2

I have a simple Java class:

import java.io.Serializable;

public class SimpleClass implements Serializable {    
    private static final long serialVersionUID = -9062339996046009959L;
    public byte Byte;
    public int id;

    public SimpleClass(byte Byte, int id) {
        this.Byte = Byte;
        this.id = id;
    }
}

Since a int is 4 bytes, and a byte is well a byte, shouldn't this class require 5 bytes?

But when I serialize it and find the length of the byte array I get 59,

Why does this occur?

Also I am using this to convert my object into a byte array.

GhostCat
  • 137,827
  • 25
  • 176
  • 248
  • which byte array ? – azro Jul 25 '17 at 09:28
  • Because serializing encodes more than just the data present in the class. And that's a key point here: this is a class, not a C structure. For more information, you can look at the [protocol specification](https://docs.oracle.com/javase/8/docs/platform/serialization/spec/protocol.html). There's other information available here: https://docs.oracle.com/javase/8/docs/technotes/guides/serialization/index.html – John Szakmeister Jul 25 '17 at 09:31

3 Answers3

3

Simple: Java serializes much more than just the field values. See the corresponding grammar specification.

You notice for example that serialVersionUID? That has to go into the binary data as well. And of course - the complete class name (absolute - including packages) as well.

Keep in mind: the idea is that you can serialize arbitrary (serializable) objects into a stream of bytes). When you de-serialize you don't specify the type of all the objects in such a byte stream!

In other words: these bytes must contain all the information that is required to resurrect the contained object instance(s). Thus you need the full class name; and if present, that servialVersionUID for consistency checks.

GhostCat
  • 137,827
  • 25
  • 176
  • 248
0

Because serialization supports schema evolution. That is, an object can be deserialized even if the definition of its class has since been changed. This is necessary to allow long-term storage of serialized objects.

To enable this, the serialization stream encodes metadata about the structure of serialized objects. This info is written only once per stream, i.e. if the stream contains many objects of the same class, the class metadata is written only once.
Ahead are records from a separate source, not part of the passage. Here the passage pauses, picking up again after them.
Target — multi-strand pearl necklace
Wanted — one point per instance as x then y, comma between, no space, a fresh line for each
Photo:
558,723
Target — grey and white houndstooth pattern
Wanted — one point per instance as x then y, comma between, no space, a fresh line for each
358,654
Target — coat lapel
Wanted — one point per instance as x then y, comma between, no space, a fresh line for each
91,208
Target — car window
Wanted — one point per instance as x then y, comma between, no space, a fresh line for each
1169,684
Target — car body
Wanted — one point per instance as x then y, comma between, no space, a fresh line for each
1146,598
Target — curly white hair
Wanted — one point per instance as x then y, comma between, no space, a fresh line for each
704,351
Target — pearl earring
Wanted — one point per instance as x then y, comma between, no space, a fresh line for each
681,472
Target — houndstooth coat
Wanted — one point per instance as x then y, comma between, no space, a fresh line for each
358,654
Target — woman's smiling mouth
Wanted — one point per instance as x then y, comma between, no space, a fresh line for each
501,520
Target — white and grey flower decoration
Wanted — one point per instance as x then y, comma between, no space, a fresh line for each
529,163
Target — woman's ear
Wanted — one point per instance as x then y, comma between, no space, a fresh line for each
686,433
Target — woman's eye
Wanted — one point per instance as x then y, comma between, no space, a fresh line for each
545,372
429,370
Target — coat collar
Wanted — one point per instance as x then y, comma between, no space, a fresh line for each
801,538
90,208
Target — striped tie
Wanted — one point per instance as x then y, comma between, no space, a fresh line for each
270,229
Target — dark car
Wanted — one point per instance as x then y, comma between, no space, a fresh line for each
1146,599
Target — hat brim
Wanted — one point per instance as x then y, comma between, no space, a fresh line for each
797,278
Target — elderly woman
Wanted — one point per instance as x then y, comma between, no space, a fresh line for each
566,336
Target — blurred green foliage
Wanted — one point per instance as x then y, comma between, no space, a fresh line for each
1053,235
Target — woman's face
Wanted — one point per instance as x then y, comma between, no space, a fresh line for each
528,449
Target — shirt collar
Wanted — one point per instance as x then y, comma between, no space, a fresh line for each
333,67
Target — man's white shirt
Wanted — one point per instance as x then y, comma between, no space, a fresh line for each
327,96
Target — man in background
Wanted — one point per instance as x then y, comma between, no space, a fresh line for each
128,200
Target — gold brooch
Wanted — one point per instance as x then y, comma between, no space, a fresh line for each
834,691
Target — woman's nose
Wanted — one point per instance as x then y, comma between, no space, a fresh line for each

For serialization to support polymorphism (you may send an object of any subtype the receiver expects), this metadata also includes the fully qualified name of the class.

To alert you of incompatible changes to the structure of your data, the metadata also contains a checksum for the class definition (the serialVersionUID).

Note that schema evolution is a pretty standard feature of any serialization protocol. For instance, JSON and XML write field names for every object being marshalled:

{Byte:0,id:42}

(14 bytes)

<SimpleClass><Byte>0</Byte><id>42</id></SimpleClass>

(62 bytes)

meriton
  • 68,356
  • 14
  • 108
  • 175
0

Because the data that is serialized for a class consists of more than just the field values. Specifically:

  1. A type word.
  2. Either a class descriptor or a backwards reference to one.
  3. Serialization information for all the Serializable base classes.
  4. The name of every serialized field.
  5. Its value, preceded by another type word.

At least.

user207421
  • 305,947
  • 44
  • 307
  • 483